Advertisement

Soviet POWs, Deserters to Get Amnesty

Share
Times Staff Writer

The Soviet Union declared an unconditional amnesty Monday for all its troops who deserted in Afghanistan or left to live in other countries after being captured by Afghan rebels.

Alexander Y. Sukharev, the Soviet procurator general, said the government wants to make certain that all Soviet soldiers listed as captured or missing in action know that they are welcome to return home and will not be prosecuted, even if they collaborated with the enemy.

The Soviet government believes that about two-thirds of the 312 soldiers listed as missing in action are being held captive by the moujahedeen, either in remote parts of Afghanistan or in Pakistan. However, it acknowledges that perhaps as many as 40 or 50 have been released to settle in the United States, Canada and Western Europe.

Advertisement

One former prisoner, Nikolai Ryzhkov, 22, who returned in January, 1985, after 18 months in the United States, where he denounced Soviet intervention in Afghanistan, had been found guilty of deserting, of assisting the moujahedeen and of anti-Soviet propaganda. He was sentenced to 12 years in prison.

Sukharev said that Ryzhkov has been pardoned and was released from prison over the weekend.

“On behalf of the Soviet state,” Sukharev told a news conference, “I declare that the soldiers who were serving in the limited contingent of Soviet troops in Afghanistan and who return home after being held prisoner and staying in foreign countries will enjoy in full all the political, social and other rights of Soviet citizens. . . .

“As for those who were unable to resist hostile propaganda, who did not overcome the sufferings and deprivation of captivity and carried out illegal acts to the detriment of our country, they will all be granted amnesty in conformity with the high principles of socialist humanism.”

Although senior Soviet government officials and military officers indicated earlier that returning soldiers would not be prosecuted, Sukharev’s formal declaration sought to clear up any ambiguity.

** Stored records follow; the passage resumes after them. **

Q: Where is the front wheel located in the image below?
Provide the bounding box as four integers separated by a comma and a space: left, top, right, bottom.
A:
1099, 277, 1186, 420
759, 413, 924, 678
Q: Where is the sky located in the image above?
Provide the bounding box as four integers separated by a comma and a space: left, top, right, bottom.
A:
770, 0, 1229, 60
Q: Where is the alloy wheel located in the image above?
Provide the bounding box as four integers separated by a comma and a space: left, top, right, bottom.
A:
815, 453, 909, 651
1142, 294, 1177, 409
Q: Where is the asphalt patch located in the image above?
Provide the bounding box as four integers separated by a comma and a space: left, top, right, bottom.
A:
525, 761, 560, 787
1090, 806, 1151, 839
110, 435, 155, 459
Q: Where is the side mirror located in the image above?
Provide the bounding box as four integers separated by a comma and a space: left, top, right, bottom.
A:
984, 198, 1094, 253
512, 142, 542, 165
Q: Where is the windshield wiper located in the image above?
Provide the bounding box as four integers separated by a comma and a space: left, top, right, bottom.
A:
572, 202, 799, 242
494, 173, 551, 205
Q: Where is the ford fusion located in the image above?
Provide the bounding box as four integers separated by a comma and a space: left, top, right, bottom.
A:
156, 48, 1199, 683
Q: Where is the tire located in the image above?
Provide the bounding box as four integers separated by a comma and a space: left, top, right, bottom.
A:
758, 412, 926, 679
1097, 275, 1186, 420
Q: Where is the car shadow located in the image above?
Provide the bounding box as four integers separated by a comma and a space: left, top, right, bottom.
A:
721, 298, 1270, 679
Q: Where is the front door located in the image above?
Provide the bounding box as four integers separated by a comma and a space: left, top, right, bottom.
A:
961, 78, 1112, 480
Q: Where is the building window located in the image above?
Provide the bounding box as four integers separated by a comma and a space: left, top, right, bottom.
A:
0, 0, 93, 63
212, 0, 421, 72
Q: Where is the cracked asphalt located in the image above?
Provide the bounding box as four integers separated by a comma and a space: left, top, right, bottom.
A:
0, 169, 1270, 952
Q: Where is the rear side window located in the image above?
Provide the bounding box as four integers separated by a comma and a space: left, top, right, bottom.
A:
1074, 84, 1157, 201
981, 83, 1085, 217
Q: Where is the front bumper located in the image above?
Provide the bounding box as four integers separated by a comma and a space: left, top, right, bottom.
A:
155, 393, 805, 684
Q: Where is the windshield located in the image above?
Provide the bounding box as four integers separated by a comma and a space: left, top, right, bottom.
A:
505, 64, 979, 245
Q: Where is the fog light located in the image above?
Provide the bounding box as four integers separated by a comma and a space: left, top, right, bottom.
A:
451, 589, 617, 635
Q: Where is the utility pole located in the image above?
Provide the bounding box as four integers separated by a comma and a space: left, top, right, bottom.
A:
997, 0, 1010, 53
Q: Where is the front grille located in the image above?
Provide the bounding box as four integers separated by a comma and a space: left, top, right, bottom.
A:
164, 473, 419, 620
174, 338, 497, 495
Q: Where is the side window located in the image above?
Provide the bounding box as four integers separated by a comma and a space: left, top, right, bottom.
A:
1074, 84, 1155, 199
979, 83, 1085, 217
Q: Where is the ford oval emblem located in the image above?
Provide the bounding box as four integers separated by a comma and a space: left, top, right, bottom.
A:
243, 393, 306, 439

Several American groups have been trying to persuade prisoners not to return home, warning that they face prosecution and long prison sentences if they do.

The question also arises because, after World War II, more than 1.5 million Soviet soldiers released from Nazi prisoner-of-war camps went directly into Soviet prison camps on their return home, and tens of thousands were executed, on grounds that they should have fought to the death and certainly must have been compromised during their time as prisoners.

Sukharev said the government hopes that Soviet prisoners and other former captives now in the West will read the statement as an appeal from their motherland to return and to help in healing the wounds of that country’s longest modern war. Soviet troops first intervened in the Afghan conflict in 1979.

Advertisement

The statement is yet another acknowledgement that the Afghan war, into which hundreds of thousands of Soviet soldiers were thrust and from which Moscow is now withdrawing, put the young troops into very difficult conditions.

‘Extreme Conditions’

“Understanding the extreme character of the conditions in which these soldiers found themselves, the hardships and sufferings that became their lot in prison and in foreign lands,” the statement said, “the Soviet people have never lost faith in their compatriots, in humanism and justice.

“They hope that the years (the soldiers) have spent far from their motherland have not changed their views on life, on our socialist values, and have not smothered their patriotic feelings.”

He also said that the government is talking with Pakistan and the United States, seeking their help in repatriating the soldiers.